Quick Start

Display available backend

from biotransformers import BioTransformers
BioTransformers.list_backend()

>>
    *   esm1_t34_670M_UR100
    *   esm1_t6_43M_UR50S
    *   esm1b_t33_650M_UR50S
    *   esm_msa1_t12_100M_UR50S
    *   protbert
    *   protbert_bfd

Compute embeddings on gpu

Please refer to the multi-gpus section to have a full understanding of the functionnality.

import ray

sequences = [
        "MKTVRQERLKSIVRILERSKEPVSGAQLAEELSVSRQVIVQDIAYLRSLGYNIVATPRGYVLAGG",
        "RSKEPVSGFDLIRDHISQTGMPPTRAEIARSKEPVSGRKGVIEIVSGASRGIRLLQEE",
        "MKTVRQERLKSIVRILERSKEPVSGAQLAEELSVSRQVIVQDIAYLRSLGYNIVATPRGYVLAGG",
        "MKTVRQERLKSIVRILERSKEPVSGAQLAEELSVSRQVIVQDIAYLRSLGYNIVATPRGYVLAGG",
    ]

ray.init()
bio_trans = BioTransformers(backend="protbert", num_gpus=4)
embeddings = bio_trans.compute_embeddings(sequences, pool_mode=('cls','mean'))

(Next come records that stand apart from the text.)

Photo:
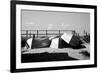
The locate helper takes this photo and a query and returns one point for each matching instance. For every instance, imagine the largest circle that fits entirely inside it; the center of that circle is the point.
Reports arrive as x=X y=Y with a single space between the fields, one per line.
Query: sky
x=52 y=20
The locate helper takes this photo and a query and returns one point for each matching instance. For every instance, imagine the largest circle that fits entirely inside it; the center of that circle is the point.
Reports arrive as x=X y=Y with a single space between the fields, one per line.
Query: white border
x=20 y=65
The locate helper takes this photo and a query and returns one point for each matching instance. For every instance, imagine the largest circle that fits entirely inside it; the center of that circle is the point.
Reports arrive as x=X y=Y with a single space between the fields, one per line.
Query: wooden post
x=37 y=33
x=26 y=33
x=46 y=33
x=59 y=33
x=30 y=34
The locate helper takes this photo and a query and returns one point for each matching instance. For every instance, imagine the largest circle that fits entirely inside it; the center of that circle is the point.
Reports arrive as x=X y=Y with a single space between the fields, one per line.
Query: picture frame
x=16 y=22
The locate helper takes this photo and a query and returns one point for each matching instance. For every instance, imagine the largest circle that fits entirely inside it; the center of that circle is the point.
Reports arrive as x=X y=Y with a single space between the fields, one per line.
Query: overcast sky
x=50 y=20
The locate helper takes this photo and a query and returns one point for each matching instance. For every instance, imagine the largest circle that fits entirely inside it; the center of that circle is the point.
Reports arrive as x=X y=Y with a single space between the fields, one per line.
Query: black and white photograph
x=54 y=35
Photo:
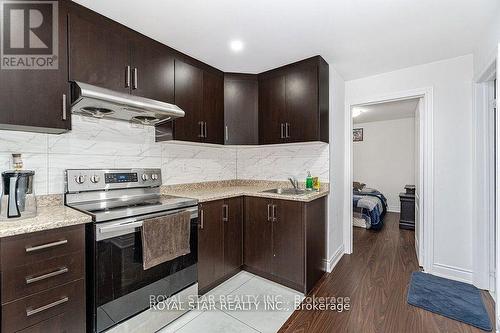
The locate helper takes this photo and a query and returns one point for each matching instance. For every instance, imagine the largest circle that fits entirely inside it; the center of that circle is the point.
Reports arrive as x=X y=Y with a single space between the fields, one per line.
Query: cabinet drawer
x=67 y=299
x=63 y=323
x=31 y=248
x=29 y=279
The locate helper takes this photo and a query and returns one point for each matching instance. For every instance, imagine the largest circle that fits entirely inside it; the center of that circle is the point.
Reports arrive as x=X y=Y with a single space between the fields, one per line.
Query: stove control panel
x=81 y=180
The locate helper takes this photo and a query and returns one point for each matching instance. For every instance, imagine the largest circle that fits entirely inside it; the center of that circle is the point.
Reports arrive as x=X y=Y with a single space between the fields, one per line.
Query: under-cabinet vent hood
x=96 y=102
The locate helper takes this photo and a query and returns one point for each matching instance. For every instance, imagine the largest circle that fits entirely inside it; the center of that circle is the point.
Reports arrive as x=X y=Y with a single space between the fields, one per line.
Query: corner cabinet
x=200 y=93
x=285 y=241
x=220 y=237
x=294 y=102
x=37 y=100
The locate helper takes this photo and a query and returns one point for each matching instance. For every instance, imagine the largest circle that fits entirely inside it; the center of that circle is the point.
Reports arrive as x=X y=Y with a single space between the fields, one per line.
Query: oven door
x=122 y=288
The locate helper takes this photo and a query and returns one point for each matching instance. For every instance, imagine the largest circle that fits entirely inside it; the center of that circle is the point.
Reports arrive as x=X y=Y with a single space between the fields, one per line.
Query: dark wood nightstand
x=407 y=217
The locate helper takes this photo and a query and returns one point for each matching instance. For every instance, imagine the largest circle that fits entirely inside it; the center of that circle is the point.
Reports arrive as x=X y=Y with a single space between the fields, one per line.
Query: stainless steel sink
x=287 y=191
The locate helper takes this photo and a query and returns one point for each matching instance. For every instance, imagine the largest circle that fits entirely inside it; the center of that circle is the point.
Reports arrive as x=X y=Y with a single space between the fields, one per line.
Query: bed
x=369 y=208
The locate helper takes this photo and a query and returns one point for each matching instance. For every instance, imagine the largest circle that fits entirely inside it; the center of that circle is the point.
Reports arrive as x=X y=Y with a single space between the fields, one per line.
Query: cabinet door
x=288 y=241
x=99 y=51
x=302 y=116
x=189 y=97
x=33 y=99
x=210 y=244
x=153 y=70
x=233 y=235
x=271 y=109
x=213 y=107
x=258 y=234
x=241 y=109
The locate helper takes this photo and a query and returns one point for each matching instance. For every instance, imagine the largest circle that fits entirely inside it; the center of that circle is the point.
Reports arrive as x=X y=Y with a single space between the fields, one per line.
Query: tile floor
x=261 y=318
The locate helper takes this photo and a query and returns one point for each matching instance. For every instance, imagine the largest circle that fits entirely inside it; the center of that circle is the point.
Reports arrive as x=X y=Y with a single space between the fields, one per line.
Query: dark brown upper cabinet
x=189 y=97
x=294 y=102
x=37 y=100
x=213 y=107
x=241 y=109
x=200 y=93
x=99 y=51
x=106 y=54
x=152 y=70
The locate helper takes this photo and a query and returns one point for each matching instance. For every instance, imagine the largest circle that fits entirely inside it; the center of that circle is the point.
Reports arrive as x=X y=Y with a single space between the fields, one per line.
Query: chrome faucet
x=295 y=182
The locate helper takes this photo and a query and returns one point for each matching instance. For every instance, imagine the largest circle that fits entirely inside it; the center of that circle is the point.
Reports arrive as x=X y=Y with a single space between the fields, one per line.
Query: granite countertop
x=51 y=214
x=216 y=190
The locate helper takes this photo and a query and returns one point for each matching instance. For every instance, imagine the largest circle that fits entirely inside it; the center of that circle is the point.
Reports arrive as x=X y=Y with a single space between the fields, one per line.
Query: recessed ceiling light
x=236 y=45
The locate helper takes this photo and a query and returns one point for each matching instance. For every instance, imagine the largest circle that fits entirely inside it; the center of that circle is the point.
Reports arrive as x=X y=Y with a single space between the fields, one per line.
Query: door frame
x=483 y=199
x=497 y=202
x=426 y=170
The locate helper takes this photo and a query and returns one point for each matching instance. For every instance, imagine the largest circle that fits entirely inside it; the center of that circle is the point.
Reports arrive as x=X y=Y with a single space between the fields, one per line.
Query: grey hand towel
x=165 y=238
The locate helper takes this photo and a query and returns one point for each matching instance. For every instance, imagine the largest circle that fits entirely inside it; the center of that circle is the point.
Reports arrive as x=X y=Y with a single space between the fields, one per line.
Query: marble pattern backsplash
x=111 y=144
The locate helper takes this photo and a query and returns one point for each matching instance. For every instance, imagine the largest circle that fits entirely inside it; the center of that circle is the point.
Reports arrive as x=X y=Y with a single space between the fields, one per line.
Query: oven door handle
x=120 y=226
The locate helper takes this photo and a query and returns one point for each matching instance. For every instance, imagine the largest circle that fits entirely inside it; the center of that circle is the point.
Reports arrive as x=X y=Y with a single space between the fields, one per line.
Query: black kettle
x=18 y=197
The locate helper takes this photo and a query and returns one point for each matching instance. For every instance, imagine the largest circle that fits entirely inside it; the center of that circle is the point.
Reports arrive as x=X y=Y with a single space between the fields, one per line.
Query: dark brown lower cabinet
x=285 y=240
x=210 y=244
x=43 y=281
x=219 y=242
x=233 y=235
x=280 y=240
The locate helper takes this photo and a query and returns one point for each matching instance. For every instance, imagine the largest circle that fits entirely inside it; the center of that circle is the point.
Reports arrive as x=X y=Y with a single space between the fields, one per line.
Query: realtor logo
x=29 y=34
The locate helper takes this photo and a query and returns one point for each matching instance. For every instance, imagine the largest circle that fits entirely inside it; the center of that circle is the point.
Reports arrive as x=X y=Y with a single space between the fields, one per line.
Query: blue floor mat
x=456 y=300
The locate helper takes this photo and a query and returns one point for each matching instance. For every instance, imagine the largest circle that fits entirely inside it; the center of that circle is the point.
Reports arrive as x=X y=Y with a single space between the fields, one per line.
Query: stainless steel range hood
x=96 y=102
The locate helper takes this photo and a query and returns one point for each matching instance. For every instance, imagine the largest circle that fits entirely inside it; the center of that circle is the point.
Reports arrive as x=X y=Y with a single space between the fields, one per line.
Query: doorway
x=424 y=234
x=386 y=164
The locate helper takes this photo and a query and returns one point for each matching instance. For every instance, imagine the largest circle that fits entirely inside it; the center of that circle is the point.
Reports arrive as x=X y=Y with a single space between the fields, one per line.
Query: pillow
x=357 y=186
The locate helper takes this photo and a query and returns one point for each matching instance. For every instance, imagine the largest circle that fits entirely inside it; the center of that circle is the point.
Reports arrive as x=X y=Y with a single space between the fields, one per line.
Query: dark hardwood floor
x=376 y=278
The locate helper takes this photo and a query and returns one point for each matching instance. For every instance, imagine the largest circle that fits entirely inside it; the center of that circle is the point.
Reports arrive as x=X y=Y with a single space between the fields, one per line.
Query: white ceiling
x=386 y=111
x=359 y=37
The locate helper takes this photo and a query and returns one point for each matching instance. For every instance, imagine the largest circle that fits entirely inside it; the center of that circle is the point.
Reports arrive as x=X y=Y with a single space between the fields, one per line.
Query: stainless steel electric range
x=119 y=200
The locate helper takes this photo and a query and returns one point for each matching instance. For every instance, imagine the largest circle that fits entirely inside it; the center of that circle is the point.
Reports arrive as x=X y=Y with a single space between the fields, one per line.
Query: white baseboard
x=452 y=272
x=334 y=259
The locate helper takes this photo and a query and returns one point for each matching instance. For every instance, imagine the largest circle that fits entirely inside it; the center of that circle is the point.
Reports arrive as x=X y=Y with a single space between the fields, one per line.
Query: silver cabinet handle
x=127 y=77
x=45 y=246
x=122 y=226
x=65 y=114
x=33 y=279
x=225 y=213
x=30 y=312
x=136 y=83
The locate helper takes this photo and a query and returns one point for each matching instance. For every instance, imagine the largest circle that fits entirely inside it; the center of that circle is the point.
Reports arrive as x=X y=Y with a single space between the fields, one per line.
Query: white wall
x=278 y=162
x=336 y=199
x=451 y=81
x=487 y=46
x=111 y=144
x=385 y=159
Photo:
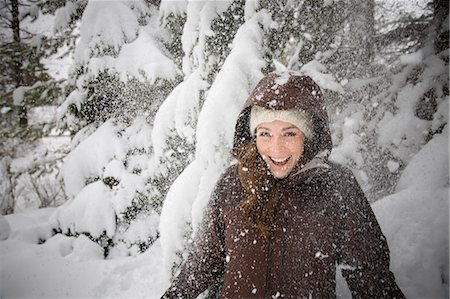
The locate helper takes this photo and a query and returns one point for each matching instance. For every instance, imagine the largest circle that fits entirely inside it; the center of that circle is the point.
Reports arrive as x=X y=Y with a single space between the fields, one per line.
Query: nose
x=278 y=144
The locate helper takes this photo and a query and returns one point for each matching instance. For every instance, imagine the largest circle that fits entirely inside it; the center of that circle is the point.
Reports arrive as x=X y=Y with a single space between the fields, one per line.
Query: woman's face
x=281 y=144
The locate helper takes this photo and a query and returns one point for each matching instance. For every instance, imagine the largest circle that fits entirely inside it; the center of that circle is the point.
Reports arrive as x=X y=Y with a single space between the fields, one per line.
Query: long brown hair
x=261 y=188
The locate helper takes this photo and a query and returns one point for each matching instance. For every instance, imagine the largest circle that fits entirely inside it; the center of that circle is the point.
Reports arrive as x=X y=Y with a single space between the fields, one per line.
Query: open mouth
x=280 y=162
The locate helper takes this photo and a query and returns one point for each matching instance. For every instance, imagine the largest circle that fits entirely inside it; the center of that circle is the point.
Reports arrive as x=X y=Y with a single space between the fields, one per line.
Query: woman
x=284 y=217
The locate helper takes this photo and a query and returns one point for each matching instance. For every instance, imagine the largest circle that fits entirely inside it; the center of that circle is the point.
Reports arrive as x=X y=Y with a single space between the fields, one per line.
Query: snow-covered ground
x=414 y=219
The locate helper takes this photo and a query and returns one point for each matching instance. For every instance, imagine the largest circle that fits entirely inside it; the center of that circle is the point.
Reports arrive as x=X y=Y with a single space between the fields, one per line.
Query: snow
x=103 y=175
x=89 y=158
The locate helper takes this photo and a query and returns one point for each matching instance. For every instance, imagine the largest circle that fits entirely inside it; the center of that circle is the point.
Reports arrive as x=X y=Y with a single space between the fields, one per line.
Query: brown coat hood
x=288 y=91
x=322 y=220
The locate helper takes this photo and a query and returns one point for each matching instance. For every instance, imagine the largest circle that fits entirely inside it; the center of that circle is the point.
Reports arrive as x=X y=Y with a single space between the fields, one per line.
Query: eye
x=263 y=134
x=290 y=134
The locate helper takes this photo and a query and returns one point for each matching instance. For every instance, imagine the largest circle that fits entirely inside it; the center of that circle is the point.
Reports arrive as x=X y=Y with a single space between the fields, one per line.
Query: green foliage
x=110 y=97
x=303 y=29
x=174 y=24
x=218 y=45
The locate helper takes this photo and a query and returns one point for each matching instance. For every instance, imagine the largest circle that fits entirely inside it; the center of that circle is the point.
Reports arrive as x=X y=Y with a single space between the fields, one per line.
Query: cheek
x=297 y=149
x=261 y=147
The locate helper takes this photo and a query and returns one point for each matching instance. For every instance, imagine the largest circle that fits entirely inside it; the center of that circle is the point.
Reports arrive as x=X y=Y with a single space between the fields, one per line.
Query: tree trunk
x=17 y=65
x=440 y=13
x=362 y=33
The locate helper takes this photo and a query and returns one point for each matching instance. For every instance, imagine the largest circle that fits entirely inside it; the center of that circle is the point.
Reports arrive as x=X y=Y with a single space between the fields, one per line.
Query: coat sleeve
x=205 y=261
x=364 y=252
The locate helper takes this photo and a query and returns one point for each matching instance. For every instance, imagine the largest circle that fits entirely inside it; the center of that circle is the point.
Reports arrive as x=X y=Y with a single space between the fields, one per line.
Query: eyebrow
x=284 y=129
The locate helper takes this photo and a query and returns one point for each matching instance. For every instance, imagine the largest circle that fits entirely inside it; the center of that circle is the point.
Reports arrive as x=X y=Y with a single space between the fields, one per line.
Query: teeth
x=280 y=160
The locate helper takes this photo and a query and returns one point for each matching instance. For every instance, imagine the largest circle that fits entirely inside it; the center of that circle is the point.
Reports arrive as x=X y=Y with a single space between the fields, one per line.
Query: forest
x=117 y=118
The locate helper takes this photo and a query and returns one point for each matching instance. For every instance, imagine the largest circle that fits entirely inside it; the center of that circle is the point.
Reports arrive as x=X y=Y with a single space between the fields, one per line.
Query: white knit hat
x=298 y=118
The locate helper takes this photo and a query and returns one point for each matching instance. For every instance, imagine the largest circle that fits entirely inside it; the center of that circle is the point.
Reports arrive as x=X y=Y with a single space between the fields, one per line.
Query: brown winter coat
x=322 y=220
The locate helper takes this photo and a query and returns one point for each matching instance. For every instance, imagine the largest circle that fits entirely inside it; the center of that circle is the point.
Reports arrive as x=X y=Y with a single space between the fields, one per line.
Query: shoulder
x=229 y=177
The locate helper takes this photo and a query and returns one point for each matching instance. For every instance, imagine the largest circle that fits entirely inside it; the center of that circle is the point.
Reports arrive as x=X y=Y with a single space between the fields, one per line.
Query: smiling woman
x=282 y=218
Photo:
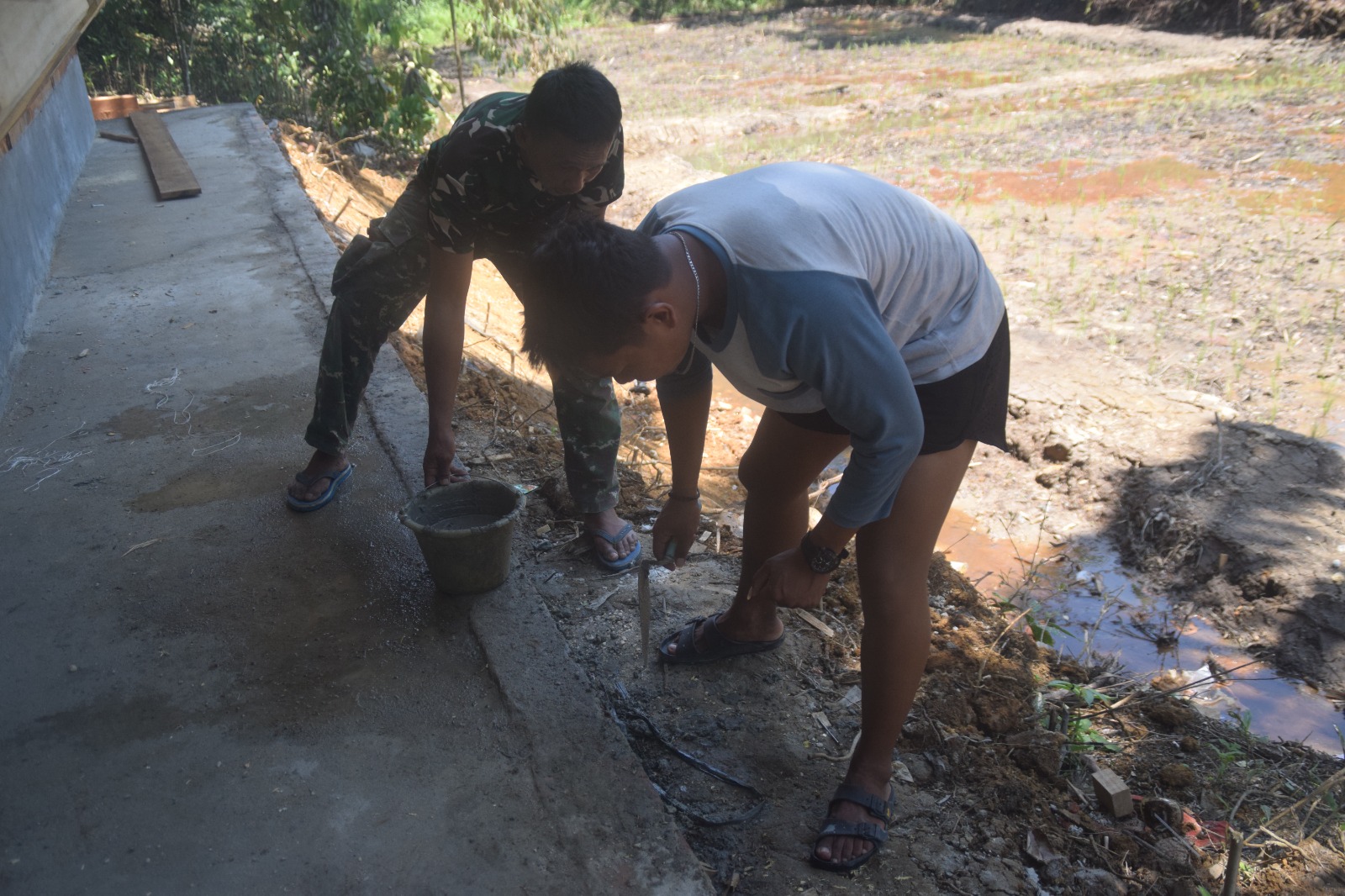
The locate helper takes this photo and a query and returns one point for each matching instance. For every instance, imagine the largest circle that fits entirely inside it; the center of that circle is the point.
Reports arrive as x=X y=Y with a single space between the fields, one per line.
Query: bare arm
x=446 y=304
x=686 y=420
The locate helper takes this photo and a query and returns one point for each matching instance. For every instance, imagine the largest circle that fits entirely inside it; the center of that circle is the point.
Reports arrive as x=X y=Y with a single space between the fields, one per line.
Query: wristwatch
x=820 y=560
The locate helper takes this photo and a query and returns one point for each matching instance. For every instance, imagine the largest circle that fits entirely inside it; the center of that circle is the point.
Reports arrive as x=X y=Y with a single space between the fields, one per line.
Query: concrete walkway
x=208 y=693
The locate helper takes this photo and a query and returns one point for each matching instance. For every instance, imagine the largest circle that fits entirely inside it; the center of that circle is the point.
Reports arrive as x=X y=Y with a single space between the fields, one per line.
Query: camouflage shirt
x=483 y=198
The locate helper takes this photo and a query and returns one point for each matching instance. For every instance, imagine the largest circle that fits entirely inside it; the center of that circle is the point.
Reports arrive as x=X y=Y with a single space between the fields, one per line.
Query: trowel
x=645 y=599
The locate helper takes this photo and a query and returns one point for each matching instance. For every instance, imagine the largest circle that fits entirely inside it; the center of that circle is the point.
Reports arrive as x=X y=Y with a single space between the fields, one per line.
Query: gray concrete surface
x=37 y=177
x=208 y=693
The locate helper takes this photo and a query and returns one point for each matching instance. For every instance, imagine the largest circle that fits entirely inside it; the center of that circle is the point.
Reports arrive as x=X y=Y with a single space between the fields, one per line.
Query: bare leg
x=777 y=470
x=894 y=557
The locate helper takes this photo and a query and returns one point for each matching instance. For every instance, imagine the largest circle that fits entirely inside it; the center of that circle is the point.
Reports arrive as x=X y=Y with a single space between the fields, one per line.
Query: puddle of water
x=1325 y=198
x=1069 y=182
x=1089 y=593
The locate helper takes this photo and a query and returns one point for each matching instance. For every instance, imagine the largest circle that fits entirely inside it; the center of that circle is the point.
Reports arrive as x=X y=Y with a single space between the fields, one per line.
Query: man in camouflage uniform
x=511 y=166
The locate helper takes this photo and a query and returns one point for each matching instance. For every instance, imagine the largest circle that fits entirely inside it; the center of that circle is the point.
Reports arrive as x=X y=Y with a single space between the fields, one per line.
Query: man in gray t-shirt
x=861 y=316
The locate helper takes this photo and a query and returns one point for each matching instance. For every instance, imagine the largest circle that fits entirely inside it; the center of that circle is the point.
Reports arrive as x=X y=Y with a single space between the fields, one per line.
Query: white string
x=152 y=387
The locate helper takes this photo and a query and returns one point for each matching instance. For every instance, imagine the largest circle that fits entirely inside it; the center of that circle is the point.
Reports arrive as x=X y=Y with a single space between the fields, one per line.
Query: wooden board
x=167 y=166
x=35 y=35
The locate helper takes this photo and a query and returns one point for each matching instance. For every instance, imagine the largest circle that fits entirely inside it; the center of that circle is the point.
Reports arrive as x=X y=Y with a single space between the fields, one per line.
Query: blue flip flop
x=620 y=564
x=323 y=499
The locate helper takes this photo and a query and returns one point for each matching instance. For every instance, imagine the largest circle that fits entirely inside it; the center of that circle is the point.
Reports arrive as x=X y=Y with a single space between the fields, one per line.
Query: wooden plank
x=167 y=166
x=34 y=40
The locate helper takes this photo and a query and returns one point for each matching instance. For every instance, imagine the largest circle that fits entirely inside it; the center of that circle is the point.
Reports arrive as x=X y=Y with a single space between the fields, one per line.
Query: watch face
x=824 y=561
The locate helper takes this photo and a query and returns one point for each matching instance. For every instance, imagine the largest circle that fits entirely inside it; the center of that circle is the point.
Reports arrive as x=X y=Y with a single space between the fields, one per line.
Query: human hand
x=787 y=580
x=676 y=528
x=441 y=466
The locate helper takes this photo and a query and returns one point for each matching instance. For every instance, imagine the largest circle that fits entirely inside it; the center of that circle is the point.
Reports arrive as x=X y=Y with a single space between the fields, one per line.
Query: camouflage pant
x=377 y=284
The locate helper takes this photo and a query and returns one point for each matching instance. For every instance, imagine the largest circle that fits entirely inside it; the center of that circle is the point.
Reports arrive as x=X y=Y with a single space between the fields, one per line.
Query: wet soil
x=1163 y=212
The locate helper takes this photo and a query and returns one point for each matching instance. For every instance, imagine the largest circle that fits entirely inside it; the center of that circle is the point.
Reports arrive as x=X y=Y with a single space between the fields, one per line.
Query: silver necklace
x=696 y=320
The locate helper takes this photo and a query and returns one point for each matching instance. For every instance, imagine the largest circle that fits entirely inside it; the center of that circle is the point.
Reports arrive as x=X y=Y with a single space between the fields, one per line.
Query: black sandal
x=881 y=809
x=713 y=643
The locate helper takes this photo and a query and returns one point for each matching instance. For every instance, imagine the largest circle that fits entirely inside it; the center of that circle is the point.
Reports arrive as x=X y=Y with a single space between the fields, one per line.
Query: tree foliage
x=343 y=66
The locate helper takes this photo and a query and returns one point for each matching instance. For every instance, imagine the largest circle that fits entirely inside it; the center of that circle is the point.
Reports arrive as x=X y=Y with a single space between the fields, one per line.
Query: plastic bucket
x=466 y=532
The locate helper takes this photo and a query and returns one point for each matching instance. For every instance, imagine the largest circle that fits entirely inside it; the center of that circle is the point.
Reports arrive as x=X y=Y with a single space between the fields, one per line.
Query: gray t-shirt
x=844 y=293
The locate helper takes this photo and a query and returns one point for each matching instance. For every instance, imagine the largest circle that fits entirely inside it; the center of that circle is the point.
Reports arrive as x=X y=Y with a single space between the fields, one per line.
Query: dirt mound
x=1284 y=19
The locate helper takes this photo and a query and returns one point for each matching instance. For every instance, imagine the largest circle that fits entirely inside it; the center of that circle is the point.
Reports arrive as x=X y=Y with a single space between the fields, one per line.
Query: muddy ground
x=1163 y=213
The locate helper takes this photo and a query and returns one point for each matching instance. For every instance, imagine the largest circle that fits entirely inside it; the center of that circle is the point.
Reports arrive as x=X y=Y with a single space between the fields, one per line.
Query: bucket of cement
x=466 y=532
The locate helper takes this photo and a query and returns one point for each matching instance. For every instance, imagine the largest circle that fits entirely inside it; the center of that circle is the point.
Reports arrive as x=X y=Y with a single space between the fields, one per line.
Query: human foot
x=318 y=481
x=615 y=541
x=856 y=826
x=708 y=640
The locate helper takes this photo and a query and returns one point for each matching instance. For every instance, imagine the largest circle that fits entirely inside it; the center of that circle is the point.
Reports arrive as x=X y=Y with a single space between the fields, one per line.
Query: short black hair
x=591 y=280
x=576 y=101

cls_emb = embeddings['cls']
mean_emb = embeddings['mean']

where:

  • pooling_list: kind of aggregation functions to be used. ‘cls’ return the <CLS> token embedding used for classification. ‘mean’ will make the mean of all the tokens a sequence.